The applications for the ND big 3 are out. The due date is March 17. Good luck to everyone in the drawing. :beer:


----------



## AdamFisk

wurgs said:


> Good luck to everyone in the drawing. :beer:


Man, you're a better person than me........ I wish you all very very bad luck in the drawings.


----------



## wburns

Put my entries in!


----------



## fylling35

Says Lottery in Progress!
I'm not sure if it has said that for a while or not.
This may or may not be news worth reporting.

Eli


----------



## wurgs

sweet. Looked on Friday and it just said lottery held in early to mid April, nice to know its started.


----------



## fylling35

I went into the Find Lottery Results/Preference Points and found it there.
Either way, its hard not to get a little excited.


----------



## AdamFisk

Not selected for elk or moose.

Still hope for bighorn.


----------



## spoiler92

Yup, results are out.
0-3 again, but love the excitement every year of maybe getting drawn.


----------



## AdamFisk

Hope is lost. Email notifications are a little slow. Results for all 3 are available online.

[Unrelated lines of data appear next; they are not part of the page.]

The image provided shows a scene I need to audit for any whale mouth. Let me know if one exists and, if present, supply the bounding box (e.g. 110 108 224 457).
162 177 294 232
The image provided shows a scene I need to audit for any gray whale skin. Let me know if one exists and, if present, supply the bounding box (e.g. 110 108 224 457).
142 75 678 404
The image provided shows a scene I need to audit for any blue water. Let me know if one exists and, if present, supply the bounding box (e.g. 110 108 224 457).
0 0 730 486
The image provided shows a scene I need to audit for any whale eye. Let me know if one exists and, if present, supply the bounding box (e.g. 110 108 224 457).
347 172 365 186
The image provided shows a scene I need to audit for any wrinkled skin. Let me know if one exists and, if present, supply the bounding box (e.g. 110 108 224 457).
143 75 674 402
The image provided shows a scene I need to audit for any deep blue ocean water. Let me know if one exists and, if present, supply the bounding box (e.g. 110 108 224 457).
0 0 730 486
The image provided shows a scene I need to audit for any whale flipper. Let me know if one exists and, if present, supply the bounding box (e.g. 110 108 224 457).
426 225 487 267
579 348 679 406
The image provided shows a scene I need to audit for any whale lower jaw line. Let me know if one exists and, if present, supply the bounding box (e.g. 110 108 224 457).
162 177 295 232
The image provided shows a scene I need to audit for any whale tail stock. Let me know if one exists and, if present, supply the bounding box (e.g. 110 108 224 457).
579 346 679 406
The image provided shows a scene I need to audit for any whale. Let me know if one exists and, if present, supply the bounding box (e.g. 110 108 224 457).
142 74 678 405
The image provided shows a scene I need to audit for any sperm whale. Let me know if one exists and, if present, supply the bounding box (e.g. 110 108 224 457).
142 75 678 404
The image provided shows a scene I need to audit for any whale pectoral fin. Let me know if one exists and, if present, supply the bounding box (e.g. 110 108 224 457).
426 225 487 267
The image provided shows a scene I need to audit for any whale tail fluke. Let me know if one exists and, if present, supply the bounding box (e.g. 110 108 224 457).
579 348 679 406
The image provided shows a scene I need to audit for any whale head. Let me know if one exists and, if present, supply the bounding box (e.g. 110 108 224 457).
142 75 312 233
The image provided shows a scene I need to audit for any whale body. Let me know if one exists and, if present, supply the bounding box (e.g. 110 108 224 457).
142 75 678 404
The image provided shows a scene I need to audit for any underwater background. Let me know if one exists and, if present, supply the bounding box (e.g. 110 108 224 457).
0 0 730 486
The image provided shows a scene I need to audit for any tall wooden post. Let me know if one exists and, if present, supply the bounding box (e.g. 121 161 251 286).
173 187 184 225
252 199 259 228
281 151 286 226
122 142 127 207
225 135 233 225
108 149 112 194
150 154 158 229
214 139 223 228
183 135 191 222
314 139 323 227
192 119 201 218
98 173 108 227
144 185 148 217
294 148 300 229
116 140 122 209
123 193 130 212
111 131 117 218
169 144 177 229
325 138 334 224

NOW I wish you all good luck!!!!


----------



## wurgs

0-3 also. Email for the bighorn is slow but got the other 2 emails.


----------



## joebobhunter4

0/2


----------



## fylling35

0/3 - there is always next year.


----------



## HUNTNFISHND

0-3, 24 years running now!


----------



## NDDUCKS

Got an Email Thursday. Any Elk E4 September Season!!!!!!!! My buddy got a beautiful 5X5 in full velvet three years ago in E4! Hopefully I can repat his success!!!


----------



## wurgs

Congrats! :beer: Best of luck to you


----------



## texcl

My mom drew an elk tag, up here west of Cavalier. This is only the second time she has put in. Last year when we were deer hunting we saw more elk than deer, not to mention the elk like to hang out on my property, epecially when I'm growing corn on the back 5. Should be fun, she was pretty excited and even canceled a vacation to Texas so she could get more time in the field. Time to work up some barnes triple shock loads for her rifle.


----------



## wurgs

ummmmm, what? :huh:


----------